Виктор Дьяков - МЕНТАЛЬНАЯ НЕСОВМЕСТИМОСТЬ Сборник: рассказы, повести
Наконец, в 2007 году семье по настоящему повезло. Мэрша очередного поселка куда прибыли на жительство «беженцы», конечно же не повелась на отрепетированную лабуду многодетной несчастной матери, что причиной всех их бед является отсутствие постоянного жилья… Она прежде всего имела целью улучшить демографическую ситуацию в катастрофически быстро «старевшем» поселке, где до семидесяти процентов населения составляли старики-пенсионеры.

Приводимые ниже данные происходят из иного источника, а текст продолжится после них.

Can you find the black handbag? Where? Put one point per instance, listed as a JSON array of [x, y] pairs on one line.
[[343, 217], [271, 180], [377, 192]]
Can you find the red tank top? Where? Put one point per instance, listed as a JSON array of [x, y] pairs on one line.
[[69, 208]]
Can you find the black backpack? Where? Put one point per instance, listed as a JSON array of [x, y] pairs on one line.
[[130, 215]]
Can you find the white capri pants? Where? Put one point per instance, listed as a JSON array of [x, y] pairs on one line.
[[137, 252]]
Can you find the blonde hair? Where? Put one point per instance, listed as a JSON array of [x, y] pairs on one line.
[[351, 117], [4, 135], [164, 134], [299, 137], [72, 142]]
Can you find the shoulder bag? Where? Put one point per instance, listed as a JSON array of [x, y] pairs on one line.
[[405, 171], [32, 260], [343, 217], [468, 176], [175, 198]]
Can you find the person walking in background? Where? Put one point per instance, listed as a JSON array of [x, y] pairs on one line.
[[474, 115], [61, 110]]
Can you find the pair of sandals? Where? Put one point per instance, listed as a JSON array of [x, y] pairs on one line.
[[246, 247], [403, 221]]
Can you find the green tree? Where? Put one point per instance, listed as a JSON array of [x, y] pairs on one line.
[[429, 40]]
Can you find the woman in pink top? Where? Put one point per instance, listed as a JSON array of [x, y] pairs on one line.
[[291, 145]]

А тут на жительство просятся относительно молодые и на вид вполне работоспособные муж с женой, да еще с четырьмя детьми, двое из которых уже достигли школьного возраста. Последнее обстоятельство и сыграло решающую роль, ибо в поселковой школе испытывали острый недостаток учеников и посему ее грозили закрыть, учителей уволить, а детей возить учиться в более крупный поселок. Мерша, сама бывшая учительница, очень переживала за родную школу и решила вот так ей помочь: вселить многодетное армяно-модаванское семейство в пустующий дом, хозяева которого давно умерли, а наследники никак не объявлялись.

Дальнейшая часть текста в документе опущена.